Nur jeder Vierte leistet erste Hilfe. Das zeigt eine aktuelle Studie - nicht aus Gleichgültigkeit, sondern aus Angst
Nur jeder Vierte traut sich's zu in einem Notfall Erste Hilfe zu leisten. 57 Prozent derjenigen, die im Notfall nicht helfen würden, begründen ihre Zurückhaltung damit, dass der letzte Erste-Hilfe-Kurs schon zu lange zurück liege, sagt Rotkreuz-Chefarzt und Notfallmediziner Dr. Wolfgang Schreiber. 44 Prozent sagen, sie haben Angst davor, die Situation zu verschlechtern.
Mehr als 70 Prozent der Unfälle passieren in Freizeit und zu Hause
Jemanden in die stabile Seitenlage zu bringen, ist kein Kunststück, kann aber Leben retten. Noch einfacher ist die Erstversorgung von kleineren Wunden und „auch ein verrenkter Knöchel heilt schneller, wenn er von Anfang an richtig versorgt wird“, so der Rotkreuz-Chefarzt.

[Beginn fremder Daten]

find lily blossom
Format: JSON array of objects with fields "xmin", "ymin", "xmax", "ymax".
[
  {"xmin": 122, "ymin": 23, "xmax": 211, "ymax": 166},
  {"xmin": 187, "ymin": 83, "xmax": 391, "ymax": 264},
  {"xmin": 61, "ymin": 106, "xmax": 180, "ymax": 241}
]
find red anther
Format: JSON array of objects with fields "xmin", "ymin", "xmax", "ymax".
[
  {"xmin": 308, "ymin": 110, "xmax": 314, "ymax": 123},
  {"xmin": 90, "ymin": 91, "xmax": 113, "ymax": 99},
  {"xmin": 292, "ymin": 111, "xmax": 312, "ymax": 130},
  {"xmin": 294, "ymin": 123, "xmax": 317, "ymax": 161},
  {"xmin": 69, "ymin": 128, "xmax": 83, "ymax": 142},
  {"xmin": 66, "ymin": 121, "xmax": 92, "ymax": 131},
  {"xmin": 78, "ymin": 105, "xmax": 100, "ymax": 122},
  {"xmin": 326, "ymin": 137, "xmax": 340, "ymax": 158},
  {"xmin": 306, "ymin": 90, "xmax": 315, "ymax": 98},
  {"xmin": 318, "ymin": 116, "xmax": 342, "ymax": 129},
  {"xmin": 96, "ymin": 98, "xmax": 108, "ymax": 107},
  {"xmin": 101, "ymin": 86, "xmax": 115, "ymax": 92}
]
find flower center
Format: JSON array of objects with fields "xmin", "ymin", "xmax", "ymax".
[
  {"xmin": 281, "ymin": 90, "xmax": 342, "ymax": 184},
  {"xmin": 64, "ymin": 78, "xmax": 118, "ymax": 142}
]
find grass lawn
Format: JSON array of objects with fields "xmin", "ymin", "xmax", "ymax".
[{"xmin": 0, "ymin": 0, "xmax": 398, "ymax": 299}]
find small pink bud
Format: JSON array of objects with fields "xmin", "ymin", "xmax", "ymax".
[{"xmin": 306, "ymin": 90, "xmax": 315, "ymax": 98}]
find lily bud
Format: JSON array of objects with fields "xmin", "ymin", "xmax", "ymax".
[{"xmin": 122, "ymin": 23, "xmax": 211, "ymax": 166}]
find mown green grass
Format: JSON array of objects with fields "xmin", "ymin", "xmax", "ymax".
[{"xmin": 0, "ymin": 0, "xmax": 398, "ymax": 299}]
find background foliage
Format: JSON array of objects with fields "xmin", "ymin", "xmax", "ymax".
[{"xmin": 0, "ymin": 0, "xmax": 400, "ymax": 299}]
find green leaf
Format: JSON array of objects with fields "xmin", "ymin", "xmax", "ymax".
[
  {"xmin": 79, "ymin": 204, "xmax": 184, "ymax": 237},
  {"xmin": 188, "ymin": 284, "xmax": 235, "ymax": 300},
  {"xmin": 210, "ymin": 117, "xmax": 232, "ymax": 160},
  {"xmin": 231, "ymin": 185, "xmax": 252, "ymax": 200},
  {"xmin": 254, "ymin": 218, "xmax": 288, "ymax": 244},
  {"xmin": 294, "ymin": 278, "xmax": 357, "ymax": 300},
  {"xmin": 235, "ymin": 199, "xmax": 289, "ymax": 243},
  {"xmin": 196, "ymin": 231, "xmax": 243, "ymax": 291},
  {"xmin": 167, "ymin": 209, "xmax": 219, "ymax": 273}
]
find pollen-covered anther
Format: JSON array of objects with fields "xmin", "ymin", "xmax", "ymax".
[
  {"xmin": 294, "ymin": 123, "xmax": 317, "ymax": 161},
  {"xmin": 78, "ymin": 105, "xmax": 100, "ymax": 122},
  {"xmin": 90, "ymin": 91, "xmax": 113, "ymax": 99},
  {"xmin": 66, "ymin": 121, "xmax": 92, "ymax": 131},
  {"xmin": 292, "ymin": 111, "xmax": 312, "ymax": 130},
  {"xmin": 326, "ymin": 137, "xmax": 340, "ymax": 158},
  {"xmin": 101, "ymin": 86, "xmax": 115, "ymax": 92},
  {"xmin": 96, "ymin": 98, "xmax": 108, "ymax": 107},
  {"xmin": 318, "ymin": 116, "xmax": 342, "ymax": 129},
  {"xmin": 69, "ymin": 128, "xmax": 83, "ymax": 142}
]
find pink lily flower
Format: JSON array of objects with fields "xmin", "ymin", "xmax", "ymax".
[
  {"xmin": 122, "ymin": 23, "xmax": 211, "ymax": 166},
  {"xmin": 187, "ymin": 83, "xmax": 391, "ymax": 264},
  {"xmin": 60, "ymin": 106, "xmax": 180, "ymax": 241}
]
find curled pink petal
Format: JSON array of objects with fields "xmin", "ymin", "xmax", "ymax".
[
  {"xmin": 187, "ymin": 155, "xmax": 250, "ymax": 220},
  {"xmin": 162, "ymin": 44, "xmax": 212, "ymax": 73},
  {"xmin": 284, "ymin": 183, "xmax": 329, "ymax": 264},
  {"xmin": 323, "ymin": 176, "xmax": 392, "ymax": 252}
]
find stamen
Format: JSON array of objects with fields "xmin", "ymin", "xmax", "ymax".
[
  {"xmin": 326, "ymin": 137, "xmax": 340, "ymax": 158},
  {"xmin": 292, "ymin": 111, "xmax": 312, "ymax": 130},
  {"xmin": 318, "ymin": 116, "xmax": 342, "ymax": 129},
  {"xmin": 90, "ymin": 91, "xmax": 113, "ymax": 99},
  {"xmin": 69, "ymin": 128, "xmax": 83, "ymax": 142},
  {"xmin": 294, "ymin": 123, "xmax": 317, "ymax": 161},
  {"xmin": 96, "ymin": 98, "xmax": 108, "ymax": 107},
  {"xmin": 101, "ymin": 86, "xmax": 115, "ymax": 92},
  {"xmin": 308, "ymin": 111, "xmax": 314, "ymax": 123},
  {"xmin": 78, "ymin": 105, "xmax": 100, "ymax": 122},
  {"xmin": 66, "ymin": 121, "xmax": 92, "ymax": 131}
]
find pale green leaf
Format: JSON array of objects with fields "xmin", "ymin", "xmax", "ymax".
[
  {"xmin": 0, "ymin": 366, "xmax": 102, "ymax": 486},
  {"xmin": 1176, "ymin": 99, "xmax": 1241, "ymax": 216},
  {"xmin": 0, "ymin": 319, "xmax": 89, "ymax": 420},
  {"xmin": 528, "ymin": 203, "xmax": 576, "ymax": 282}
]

Regelmässige Auffrischung wichtig
Das Rote Kreuz empfiehlt, das Erste-Hilfe-Wissen regelmäßig alle fünf Jahre aufzufrischen. Das Rote Kreuz bietet regelmäßig Kurse an. Denn das einzig wirklich Falsche ist, nicht zu helfen“, so der Rotkreuz-Chefarzt. Wählt man den Notruf 144, so wird sofort professionelle Hilfe geschickt; fühlt man sich unsicher, erhält man übers Telefon Unterstützung bei den wichtigsten Hilfsmaßnahmen.